Intensive Landwirtschaft und Abholzung der Wälder Gift

Faktor Nummer eins weltweit für das Artensterben sei die intensive Landwirtschaft, einschließlich der Abholzung der Wälder, erklärt er. Auch in den Anden werde das Gebirge beweidet. „Häufig werden Flächen in der trockenen Jahreszeit abgebrannt, weil die Weidetiere das junge Gras, das danach wächst, lieber fressen. Für die Vielfalt hat das aber massive Konsequenzen“, sagt Pauli.

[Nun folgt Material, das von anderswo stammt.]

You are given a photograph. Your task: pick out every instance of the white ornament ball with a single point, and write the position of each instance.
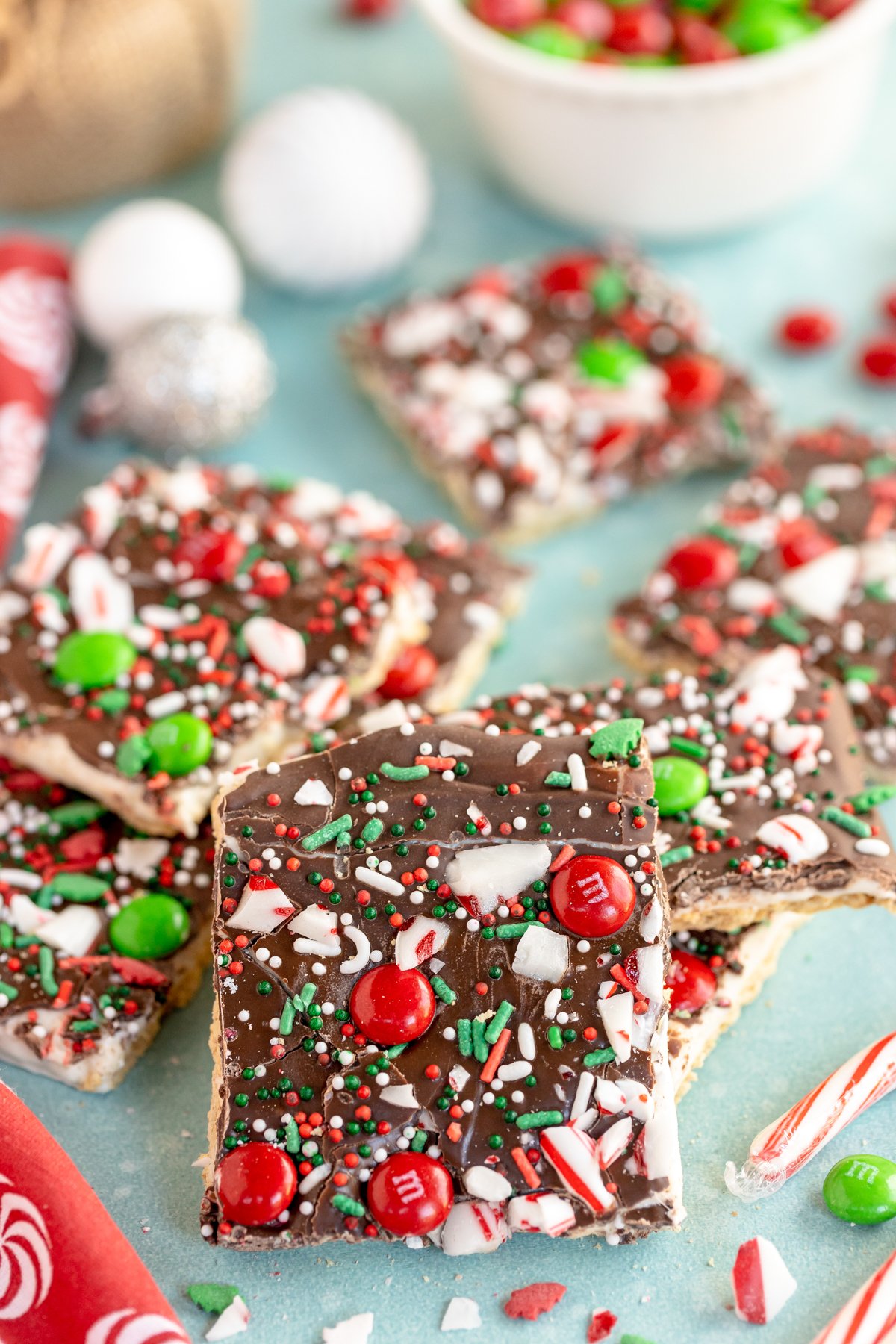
(326, 190)
(148, 260)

Hinzu komme ein Phänomen, das in vielen Teilen der Anden besonders ausgeprägt sei: importierte europäische Wiesenpflanzen – vom Knäuelgras bis zum Rotklee. Je wärmer es wird, desto mehr könnten sie sich in höheren Lagen ausbreiten. Und mit der globalen Erwärmung steigen die Bodentemperaturen weiter. Das konnten auch die Messungen bestätigen.

Gebirgspflanzen lebende Sensoren für Biodiversitätsverlust

„Gebirgspflanzen sind wie lebende Sensoren. Wir können sie als Indikatoren verstehen, die über den Zustand der Ökosysteme Auskunft geben und anhand derer Zukunftsprognosen evaluiert werden können“, sagt der Hochgebirgsökologe. Die Vielfalt der unterschiedlichen lokal verbreiteten Arten zu erhalten, die verschiedenste ökologische Nischen einnehmen, sei gerade in Zeiten des Klimawandels essentiell. Schließlich sind intakte Ökosysteme für rund 30 Prozent der CO2-Bindung verantwortlich.

Biodiversitäts-Monitoring kann zwar den rasanten Verlust der biologischen Vielfalt nicht stoppen, aber zumindest darüber informieren. „Die Verantwortung dafür trägt die Gesellschaft – und allen voran die Politik“, so Pauli.